LaTeisha Green’s death was among a series of anti-LGBT violence and bias crimes that have taken place across New York State over the last year. Keith Phoenix and Hakim Scott allegedly beat Ecuadorian immigrant José Sucuzhañay to death on a Bushwick street corner last December because he thought he was gay—he and his brother Romel were arm-and-arm as they walked home from a nearby bar. Trinidad Tapia and Gilberto Ortiz allegedly severely beat Leslie Mora with a belt buckle as she walked home from a Jackson Heights nightclub in June. And a group of assailants attacked Carmella Etienne with rocks and empty beer bottles as she walked home from a store in St. Albans on July 8.

“I was pretty much scared for my life,” Etienne recalled as she described how nobody came to her assistance while the men attacked her. “I felt like nobody cared. It happened in my neighborhood.”

The National Coalition of Anti-Violence Programs reported earlier this year violence against LGBT people has increased 24 percent since 2007. The NCAVP further reported 29 known bias-related murders in 2008; the highest rate since 1999.

Sharon Stapel, executive director of the New York City Anti-Violence Project, attempted to link how she and her organization feel race, immigration status and other socio-economic factors can motivate anti-LGBT violence and bias crimes in her response to Sucuzhañay’s death.

“We at the Anti-Violence Project know too well that many people continue to be victims of violence because of their identity—whether that violence is a result of hatred of race, ethnicity or sexual orientation,” she said in a Dec. 8, 2008, statement.

Andy Marra, a senior media strategist for the Gay & Lesbian Alliance Against Defamation, who worked with Silverman and LaTeisha Green’s family after her murder and during DeLee’s trial, pointed out what she described as additional challenges she and others who worked on LaTeisha Green’s case encountered. These include how law enforcement respond to anti-LGBT hate crimes and other bias attacks and how the media covered the murder.

“Media is not talking about what it means to be transgender—or gender variant,” Marra said.

More than 30 editors, reporters and other media professionals from the Syracuse area attended a training in April on how to cover LaTeisha Green, her death and DeLee’s then-pending trial. Marra stressed the importance of what she feels is the need to use gender-appropriate pronouns, chosen names and overall sensitivity.

“Its conversations like that I have on a daily basis,” she said. “It’s a learning process for them.”

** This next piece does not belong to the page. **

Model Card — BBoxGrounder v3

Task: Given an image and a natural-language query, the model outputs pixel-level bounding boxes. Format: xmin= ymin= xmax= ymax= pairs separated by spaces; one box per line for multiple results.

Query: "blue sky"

Silverman further stressed a more general problem he encounters is a reluctance among many police departments and prosecutors to adequately pursue anti-trans hate crimes and bias-motivated attacks.

“Too many of these cases don’t get the attention like LaTeisha’s case did because of a lack of response,” he said. “Sometimes it’s us banging pots and pans and saying to make this a top priority.”

Silverman and Cannon both applauded the Onondaga County District. The Empire State Pride Agenda, TLDEF and other LGBT advocacy organizations have repeatedly used LaTeisha Green’s murder to call for the inclusion of gender identity and expression to both New York and federal anti-hate crime and discrimination laws. Roxanne Green stressed, however, her and her family’s pain continues to run very deep.

“I don’t know if it will get any easier,” she said.